Quand ? Et bien pour moi c’était aujourd’hui à priori, en plein mois de juillet, dans notre cabane d’été près du lac, sans une âme féminine à l’horizon. Juste mon père, mon frère et moi.

Ma mère avait tenu trois jours et avait eu la bonne idée de mettre les voiles deux jours auparavant ne supportant pas la « nature » en bonne citadine qu’elle était.

Forcément, je me suis sentie seule. Comment allais-je faire ? Devais-je leur en parler ? Combien de temps cela allait durer ? Où acheter ces fameuses serviettes Always?

Mon verdict étant sûr, j’ai fini par sortir des toilettes ; la tête baissée, dans l’impossibilité de regarder mon père dans les yeux, qui visiblement attendait son tour depuis un moment.

« Chérie, que se passe-t-il ? Ça ne va pas ? » m’interrogea-t-il.

J’hésitai une seconde mais lui demanda: « Papa, je peux appeler maman ? ».

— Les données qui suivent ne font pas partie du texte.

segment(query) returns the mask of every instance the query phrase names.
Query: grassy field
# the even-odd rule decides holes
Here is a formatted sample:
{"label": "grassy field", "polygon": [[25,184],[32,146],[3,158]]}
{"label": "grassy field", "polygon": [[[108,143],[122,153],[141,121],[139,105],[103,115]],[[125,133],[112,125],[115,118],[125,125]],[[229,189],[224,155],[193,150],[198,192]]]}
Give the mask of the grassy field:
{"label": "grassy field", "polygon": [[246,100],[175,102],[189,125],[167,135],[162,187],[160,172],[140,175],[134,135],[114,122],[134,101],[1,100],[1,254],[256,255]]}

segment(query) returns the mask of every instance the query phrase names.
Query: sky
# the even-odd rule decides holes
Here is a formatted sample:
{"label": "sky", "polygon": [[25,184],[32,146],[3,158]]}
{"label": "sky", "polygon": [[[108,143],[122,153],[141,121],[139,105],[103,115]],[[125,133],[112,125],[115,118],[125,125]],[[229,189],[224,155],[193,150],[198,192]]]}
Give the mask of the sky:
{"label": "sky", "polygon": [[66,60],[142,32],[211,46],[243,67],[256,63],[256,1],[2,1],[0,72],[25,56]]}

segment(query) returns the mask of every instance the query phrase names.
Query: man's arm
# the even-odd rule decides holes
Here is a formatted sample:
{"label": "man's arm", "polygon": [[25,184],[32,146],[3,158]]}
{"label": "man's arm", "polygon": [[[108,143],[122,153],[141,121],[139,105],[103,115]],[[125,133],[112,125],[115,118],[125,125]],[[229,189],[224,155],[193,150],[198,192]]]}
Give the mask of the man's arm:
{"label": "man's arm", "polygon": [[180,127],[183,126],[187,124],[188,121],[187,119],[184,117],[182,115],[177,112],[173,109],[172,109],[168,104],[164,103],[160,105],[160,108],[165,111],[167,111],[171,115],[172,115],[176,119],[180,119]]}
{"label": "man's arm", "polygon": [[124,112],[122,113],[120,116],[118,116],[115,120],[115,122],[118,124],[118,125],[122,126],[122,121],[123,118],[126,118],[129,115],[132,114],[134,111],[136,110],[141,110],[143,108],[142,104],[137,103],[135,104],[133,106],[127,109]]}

Je vis la surprise sur son visage, mais il se mit à chercher tout de suite dans ses poches puis me donna son portable en disant « Tiens chérie, vas-y, prends, mais tu sais que tu peux me dire ce qui ne va pas, maman et moi c’est pareil… ».

Je n’en fis rien et pris le portable qu’il me tendit.

Dans le répertoire, ma mère était enregistrée sous le nom de « Amour », que je sélectionnai, elle décrocha au bout de deux sonneries.

« Maman ça y est. C’est arrivé. » lui annonçai-je sur un ton grave.

« Quoi ma chérie ? Qu’est-il arrivé ? » me demanda-t-elle, surprise.

« Bah ça y est, je suis devenue une femme ».